4. Get Upload Instructions

python validate.py compute-path \
  --dataset-path ./my-dataset \
  --dataset-name my-robot-data \
  --bucket-name my-gcs-bucket \
  --data-type eval

Features

  • ✅ Validates custom_metadata.csv with required columns
  • ✅ Validates custom_annotation.json structure (optional file)
  • ✅ Checks lerobot dataset for fps
  • ✅ Cross-validates: intervention only for eval episodes, time boundaries
  • ✅ Computes GCP upload paths with custom prefixes
  • ✅ Supports both local paths and GCP URIs (gs://)
  • ✅ Two separate CLI commands: validate and compute-path
  • ✅ Type-safe CLI using tyro

Dataset Structure

Your dataset should have:

my-dataset/
└── meta/
    ├── info.json                # Must contain "fps"
    ├── custom_metadata.csv      # Episode metadata (required)
    └── custom_annotation.json   # Episode annotations (optional)

Required Files

meta/info.json

Must contain:

  • fps: Data collection frequency (frames per second)

Example:

{
  "fps": 30,
  "robot_type": "manipulator"
}

Note: In lerobot datasets, info.json is stored in the meta/ folder.

custom_metadata.csv

Must have exactly these columns:

Column Type Description
episode_index int Episode number
operator_id string Operator identifier
is_eval_episode boolean True for eval, False for training
episode_id string Unique episode identifier
start_timestamp float UTC seconds (Unix epoch time)
checkpoint_path string GCS URI (only for eval episodes)
success boolean Whether episode was successful
station_id string Station/scene identifier
robot_id string Robot hardware identifier

Example:

episode_index,operator_id,is_eval_episode,episode_id,start_timestamp,checkpoint_path,success,station_id,robot_id
0,operator_alice,True,ep_001,1730455200,gs://my-bucket/checkpoints/policy_v1.0.pth,True,station_01,robot_alpha
1,operator_bob,False,ep_002,1730458800,,True,station_01,robot_alpha

Important Notes:

  • start_timestamp must be UTC seconds (Unix epoch time), not ISO format
    • ✅ Valid: 1730455200
    • ❌ Invalid: 2024-11-01T10:00:00
  • checkpoint_path should only be set for eval episodes (is_eval_episode=True)
  • checkpoint_path must be a valid GCS URI format: gs://bucket/path/to/checkpoint

See examples/example_dataset/meta/custom_metadata.csv for a complete example.

custom_annotation.json (Optional)

Must follow this structure:

{
  "episodes": [
    {
      "episode_id": "ep_001",
      "spans": [
        {"start_time": 0.0, "end_time": 5.0, "label": "grasp"},
        {"start_time": 2.0, "end_time": 3.0, "label": "human_intervention"}
      ],
      "extras": {"notes": "optional metadata"}
    }
  ]
}
  • spans: List of time-based annotations with start_time, end_time, and label
    • start_time and end_time are relative seconds from episode start (just like timestamps in LeRobot data)
    • Use label "human_intervention" for human interventions during policy rollout
  • extras: Free-form metadata (optional)

Note: This file is optional.
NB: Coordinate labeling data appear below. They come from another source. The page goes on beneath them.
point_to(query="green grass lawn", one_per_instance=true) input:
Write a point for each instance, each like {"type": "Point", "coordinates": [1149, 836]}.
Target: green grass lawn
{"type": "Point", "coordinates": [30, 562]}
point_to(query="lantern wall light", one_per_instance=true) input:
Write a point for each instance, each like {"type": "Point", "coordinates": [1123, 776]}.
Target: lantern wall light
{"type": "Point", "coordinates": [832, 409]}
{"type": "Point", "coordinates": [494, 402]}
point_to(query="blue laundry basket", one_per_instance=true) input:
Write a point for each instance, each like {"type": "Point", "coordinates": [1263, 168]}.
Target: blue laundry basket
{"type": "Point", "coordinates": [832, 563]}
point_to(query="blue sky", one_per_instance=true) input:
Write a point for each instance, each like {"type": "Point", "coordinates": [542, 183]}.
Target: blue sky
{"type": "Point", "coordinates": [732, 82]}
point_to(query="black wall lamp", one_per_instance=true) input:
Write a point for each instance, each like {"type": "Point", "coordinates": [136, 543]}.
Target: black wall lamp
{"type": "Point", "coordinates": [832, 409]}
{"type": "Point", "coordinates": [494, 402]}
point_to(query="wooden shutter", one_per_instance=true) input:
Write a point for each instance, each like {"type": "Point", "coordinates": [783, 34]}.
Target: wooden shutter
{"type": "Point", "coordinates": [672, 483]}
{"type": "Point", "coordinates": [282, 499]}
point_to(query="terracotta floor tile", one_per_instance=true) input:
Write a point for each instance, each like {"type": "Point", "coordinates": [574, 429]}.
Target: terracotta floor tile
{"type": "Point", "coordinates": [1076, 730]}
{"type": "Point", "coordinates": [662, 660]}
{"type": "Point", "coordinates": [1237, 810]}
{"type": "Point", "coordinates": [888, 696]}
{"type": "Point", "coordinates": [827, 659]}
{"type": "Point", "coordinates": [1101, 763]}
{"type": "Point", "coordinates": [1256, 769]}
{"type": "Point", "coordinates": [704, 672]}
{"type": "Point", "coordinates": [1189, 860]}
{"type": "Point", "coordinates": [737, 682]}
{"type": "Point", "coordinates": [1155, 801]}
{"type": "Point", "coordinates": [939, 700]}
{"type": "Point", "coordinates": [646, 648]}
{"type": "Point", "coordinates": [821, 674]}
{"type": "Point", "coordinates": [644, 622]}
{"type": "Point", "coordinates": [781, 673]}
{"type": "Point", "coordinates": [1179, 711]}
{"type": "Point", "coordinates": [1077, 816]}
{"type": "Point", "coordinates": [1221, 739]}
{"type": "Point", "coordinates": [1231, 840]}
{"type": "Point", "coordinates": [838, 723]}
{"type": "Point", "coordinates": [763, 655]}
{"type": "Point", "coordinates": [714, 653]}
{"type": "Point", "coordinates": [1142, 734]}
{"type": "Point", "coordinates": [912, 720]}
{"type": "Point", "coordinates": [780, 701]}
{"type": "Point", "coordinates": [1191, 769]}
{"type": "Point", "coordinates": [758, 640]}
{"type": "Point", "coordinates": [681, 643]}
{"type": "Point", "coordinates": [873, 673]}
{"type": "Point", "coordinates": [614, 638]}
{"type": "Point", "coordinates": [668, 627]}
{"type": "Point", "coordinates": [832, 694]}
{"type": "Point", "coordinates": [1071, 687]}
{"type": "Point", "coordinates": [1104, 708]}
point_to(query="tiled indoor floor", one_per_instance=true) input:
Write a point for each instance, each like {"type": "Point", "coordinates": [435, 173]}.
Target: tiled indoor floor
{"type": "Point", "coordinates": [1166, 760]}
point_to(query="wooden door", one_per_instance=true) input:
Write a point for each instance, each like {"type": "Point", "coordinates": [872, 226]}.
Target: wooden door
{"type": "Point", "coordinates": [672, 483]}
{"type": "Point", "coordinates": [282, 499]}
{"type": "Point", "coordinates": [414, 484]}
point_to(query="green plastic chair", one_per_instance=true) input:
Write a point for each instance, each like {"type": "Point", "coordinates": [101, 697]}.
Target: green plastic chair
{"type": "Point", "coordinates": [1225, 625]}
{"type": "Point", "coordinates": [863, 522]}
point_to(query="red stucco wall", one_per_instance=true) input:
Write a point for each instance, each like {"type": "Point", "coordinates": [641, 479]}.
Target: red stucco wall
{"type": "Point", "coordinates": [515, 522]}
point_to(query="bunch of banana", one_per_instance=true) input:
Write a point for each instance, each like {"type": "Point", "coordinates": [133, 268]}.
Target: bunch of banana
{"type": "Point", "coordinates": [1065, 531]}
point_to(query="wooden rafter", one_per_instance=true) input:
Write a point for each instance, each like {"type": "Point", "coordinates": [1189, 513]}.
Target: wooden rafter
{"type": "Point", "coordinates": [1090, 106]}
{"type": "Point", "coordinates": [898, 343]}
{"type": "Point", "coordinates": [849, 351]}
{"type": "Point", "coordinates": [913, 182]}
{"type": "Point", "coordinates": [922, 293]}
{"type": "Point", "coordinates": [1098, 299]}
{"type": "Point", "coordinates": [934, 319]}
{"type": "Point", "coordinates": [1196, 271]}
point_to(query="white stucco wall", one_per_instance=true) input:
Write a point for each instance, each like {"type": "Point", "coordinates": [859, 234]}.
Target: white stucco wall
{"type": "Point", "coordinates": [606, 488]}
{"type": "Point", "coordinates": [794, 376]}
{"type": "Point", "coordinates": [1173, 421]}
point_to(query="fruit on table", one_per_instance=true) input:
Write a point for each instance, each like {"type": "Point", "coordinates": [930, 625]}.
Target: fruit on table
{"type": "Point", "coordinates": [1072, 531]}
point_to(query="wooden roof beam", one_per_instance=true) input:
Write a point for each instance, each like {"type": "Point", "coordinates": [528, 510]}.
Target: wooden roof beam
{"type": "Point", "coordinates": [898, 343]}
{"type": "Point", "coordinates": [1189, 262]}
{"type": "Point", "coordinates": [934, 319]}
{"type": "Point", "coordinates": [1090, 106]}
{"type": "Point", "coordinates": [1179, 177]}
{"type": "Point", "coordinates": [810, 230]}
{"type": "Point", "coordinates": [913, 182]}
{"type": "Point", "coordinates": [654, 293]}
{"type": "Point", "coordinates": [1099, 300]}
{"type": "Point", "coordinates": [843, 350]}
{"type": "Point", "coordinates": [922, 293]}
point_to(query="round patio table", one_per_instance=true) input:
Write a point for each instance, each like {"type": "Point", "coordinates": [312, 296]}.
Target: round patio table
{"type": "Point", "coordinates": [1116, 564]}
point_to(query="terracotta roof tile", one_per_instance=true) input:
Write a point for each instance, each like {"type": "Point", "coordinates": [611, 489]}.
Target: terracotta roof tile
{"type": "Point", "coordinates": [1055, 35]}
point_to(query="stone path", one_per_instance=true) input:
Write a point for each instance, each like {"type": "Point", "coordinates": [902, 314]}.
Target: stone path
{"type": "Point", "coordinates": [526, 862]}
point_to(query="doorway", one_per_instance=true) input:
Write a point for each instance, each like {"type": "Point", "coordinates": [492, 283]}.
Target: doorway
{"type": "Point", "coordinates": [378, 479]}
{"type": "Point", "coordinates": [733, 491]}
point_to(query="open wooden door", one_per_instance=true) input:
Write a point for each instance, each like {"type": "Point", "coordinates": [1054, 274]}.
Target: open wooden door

If missing, validation will still pass.

See examples/example_dataset/meta/custom_annotation.json for a complete example.

CLI Commands

The validator provides two separate commands:

1. validate - Validate Dataset Only

Validates dataset metadata and annotations without computing upload paths.

python validate.py validate \
  --dataset-path PATH \
  --data-type TYPE

Arguments:

  • --dataset-path: Path to dataset directory (local or GCP URI like gs://bucket/path)
  • --data-type: Either teleop (training) or eval (evaluation)

Examples:

# Validate local training data
python validate.py validate --dataset-path ./my-dataset --data-type teleop

# Validate GCP evaluation data
python validate.py validate --dataset-path gs://my-bucket/datasets/my-dataset --data-type eval

2. compute-path - Compute GCP Upload Path

Computes the GCP upload path for a dataset (validates by default).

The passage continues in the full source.